With spring approaching it’s the time of year when folks are contemplating pulling their boats out of storage in anticipation of Spring paddling. The ice may still be on your local lake, but that doesn’t mean you can’t get everything ready to go before the water opens.
The first task is to collect all your gear (paddles, PFD’s, dry bags, immersion clothing, and all the required safety equipment). If you’re anything like me, this may be more challenging than it should be with things strewn here, there, and everywhere.
Which leads us to the first pre-season tune-up tip: get your gear organized.
- A check list ensures you’ve got all the necessary items or identifies any piece that has gone missing and needs replacing
- Inspect PFD’s, spray skirts, paddling clothing, etc… for tears, rips, and other damage – patch or replace as needed
- Air out dry bags, booties, gloves, and other clothing that may have been put away damp – clean using a mold remover if necessary
- Replace batteries in electronics, test your flashlight, and make sure your throw bag rope is properly coiled
Once all your gear is accounted for, the next priority is your boat.
After pulling your canoe or kayak out of storage, give it a thorough cleaning to remove any grim left from last season’s adventures or dust that’s accumulated over the winter. Not only does it bring back the luster and beauty of your boat, but it helps you easily locate any small spider cracks in gel-coat (for composite constructions) that you may have missed in the Fall.

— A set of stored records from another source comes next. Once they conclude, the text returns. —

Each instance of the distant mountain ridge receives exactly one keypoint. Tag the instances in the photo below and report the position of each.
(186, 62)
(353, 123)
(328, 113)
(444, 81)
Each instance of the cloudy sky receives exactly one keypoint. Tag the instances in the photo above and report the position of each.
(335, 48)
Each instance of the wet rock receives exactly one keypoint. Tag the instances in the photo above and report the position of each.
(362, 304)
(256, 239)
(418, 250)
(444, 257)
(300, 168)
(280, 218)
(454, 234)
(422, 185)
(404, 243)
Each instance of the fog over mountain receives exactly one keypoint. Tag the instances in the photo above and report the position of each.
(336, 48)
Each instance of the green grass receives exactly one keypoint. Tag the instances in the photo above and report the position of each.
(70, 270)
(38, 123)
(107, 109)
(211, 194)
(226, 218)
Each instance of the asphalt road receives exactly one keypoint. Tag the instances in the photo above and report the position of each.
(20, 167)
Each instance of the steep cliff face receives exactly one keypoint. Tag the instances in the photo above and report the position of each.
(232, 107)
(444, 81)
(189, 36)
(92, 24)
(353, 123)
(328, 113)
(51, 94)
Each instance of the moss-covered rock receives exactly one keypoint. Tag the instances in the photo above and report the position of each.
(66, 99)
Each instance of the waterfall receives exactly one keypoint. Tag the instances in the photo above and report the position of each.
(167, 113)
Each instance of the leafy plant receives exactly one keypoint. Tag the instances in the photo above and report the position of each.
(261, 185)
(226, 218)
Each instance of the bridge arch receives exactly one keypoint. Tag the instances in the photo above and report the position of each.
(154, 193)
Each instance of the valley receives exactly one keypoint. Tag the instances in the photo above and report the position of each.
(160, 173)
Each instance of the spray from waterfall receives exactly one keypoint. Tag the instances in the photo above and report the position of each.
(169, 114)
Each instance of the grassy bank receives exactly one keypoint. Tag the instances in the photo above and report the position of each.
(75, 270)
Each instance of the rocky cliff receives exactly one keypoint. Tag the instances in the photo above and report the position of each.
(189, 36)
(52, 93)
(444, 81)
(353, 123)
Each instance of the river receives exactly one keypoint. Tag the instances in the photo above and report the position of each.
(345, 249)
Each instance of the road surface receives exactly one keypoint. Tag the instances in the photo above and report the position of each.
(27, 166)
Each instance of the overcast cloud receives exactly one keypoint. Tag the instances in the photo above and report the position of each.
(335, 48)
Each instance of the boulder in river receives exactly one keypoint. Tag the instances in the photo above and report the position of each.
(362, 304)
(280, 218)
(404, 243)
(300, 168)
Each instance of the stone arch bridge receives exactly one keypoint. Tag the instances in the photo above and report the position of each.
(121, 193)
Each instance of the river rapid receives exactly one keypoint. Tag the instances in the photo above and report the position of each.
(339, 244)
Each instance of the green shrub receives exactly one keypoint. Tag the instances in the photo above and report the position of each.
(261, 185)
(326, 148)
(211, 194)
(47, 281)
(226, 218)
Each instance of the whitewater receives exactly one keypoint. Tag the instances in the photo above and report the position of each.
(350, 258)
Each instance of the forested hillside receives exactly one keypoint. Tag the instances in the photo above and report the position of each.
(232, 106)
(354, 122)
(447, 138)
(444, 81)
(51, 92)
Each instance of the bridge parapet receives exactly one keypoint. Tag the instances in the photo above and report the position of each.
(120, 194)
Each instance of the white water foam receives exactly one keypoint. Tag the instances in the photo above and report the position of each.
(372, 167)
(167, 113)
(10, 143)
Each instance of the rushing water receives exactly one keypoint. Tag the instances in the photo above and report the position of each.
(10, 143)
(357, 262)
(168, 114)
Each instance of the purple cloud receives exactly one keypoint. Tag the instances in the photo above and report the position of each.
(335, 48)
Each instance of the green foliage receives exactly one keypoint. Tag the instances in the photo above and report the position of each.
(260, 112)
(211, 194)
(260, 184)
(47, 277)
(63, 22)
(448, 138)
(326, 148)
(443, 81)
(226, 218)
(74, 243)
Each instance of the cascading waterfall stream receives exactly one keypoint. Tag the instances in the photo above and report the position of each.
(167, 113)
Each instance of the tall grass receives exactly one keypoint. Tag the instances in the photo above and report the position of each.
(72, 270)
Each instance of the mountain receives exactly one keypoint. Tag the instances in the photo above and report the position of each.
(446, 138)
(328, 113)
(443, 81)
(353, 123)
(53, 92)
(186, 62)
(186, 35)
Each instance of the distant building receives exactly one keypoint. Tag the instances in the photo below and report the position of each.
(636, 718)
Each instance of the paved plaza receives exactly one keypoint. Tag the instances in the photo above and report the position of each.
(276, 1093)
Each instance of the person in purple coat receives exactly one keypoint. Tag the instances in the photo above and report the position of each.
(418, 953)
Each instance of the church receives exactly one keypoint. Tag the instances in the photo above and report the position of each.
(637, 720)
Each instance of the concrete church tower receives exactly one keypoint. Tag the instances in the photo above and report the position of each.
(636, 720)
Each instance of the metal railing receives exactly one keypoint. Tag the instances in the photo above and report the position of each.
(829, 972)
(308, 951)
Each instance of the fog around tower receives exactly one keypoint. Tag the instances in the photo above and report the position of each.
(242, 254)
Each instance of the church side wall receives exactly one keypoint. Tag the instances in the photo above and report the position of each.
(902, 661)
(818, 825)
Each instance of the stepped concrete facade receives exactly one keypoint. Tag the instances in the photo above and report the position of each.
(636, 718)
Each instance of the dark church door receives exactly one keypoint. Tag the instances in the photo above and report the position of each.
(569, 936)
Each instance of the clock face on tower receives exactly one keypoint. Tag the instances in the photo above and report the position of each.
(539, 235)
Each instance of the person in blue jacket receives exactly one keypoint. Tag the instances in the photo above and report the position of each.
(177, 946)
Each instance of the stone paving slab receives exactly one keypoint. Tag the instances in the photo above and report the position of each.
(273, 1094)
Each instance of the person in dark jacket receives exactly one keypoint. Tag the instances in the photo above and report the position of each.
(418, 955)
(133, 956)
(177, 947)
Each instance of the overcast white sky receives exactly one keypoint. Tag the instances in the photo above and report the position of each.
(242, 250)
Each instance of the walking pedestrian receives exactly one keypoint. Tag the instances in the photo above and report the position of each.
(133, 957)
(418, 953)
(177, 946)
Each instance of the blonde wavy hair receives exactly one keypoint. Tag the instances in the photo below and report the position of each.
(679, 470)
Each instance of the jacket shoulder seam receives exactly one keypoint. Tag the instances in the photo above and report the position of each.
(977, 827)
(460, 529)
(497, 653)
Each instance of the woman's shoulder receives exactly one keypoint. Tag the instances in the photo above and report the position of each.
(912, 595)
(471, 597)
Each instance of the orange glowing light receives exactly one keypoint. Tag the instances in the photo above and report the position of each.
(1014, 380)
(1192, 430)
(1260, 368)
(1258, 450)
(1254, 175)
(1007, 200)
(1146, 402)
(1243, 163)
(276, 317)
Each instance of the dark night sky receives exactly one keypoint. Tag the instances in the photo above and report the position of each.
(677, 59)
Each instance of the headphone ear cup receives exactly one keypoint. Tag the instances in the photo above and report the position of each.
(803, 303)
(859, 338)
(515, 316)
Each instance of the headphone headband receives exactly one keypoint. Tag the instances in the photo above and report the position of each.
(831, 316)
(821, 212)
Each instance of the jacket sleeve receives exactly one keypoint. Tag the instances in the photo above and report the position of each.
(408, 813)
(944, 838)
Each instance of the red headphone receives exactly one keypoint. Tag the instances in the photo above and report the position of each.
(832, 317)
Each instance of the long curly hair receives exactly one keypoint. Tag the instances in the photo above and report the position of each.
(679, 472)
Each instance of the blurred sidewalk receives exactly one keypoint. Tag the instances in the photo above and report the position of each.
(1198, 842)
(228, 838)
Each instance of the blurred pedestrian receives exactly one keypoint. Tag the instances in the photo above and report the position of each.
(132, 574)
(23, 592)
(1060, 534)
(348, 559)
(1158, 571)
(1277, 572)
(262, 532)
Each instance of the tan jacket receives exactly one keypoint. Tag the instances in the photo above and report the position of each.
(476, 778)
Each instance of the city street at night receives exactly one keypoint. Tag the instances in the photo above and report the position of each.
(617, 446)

Should you uncover any dings, now is the time to fix them in order to prevent any missed time on the water. Gel-coat repairs, patching holes, or reinforcing compromised cloth are relatively easy and can be done on your own; to learn more about doing minor repairs yourself, check out the articles Canoe Maintenance & Storage and Kayak Maintenance & Storage. For major repairs, contact us to learn about our off-site repair technician.
Here are a few other tune-up tips relating to your boat:
- Open hatch lids to allow the compartments to air out – clean with a mold remover if necessary
- Inspect hatch lids for cracks and suppleness – apply 303 Protectant to ‘soften’ up the covers and prevent cracks / replace if necessary
- Check functionality of skeg / rudder controls – repair if needed
- Be conscious of temperature if conducting gel-coat or cloth repairs out side or in an unheated space – resin and gel-coat does not set-up properly if it is cooler than 10˚ Celsius
Lastly, it’s important to prepare your body for paddling and not just your equipment. If you find yourself hunkered down for most of the off-season, tuning up your fitness will go a long way to improving the experience of your first couple of trips. It will help prevent injury, reduce fatigue, and allow you to stay on the water longer during the inaugural outing.
- Ease into a simple workout regime to up your cardio and strength
- Participate in a few yoga classes to improve flexibility and strengthen your core
- Stay limber by taking part in activities such as that activate your paddling muscles
- Start off slow and increase the difficulty of your sessions as the start of the paddling season gets closer
Now get out paddling!
If there’s open water nearby and you have the skill and proper equipment for cold water paddling, then get a head-start on the paddling season. That said, be sure to exercise caution and don’t exceed your abilities; safety is paramount in paddling, and that’s even more true when it comes to being on the water in the late winter.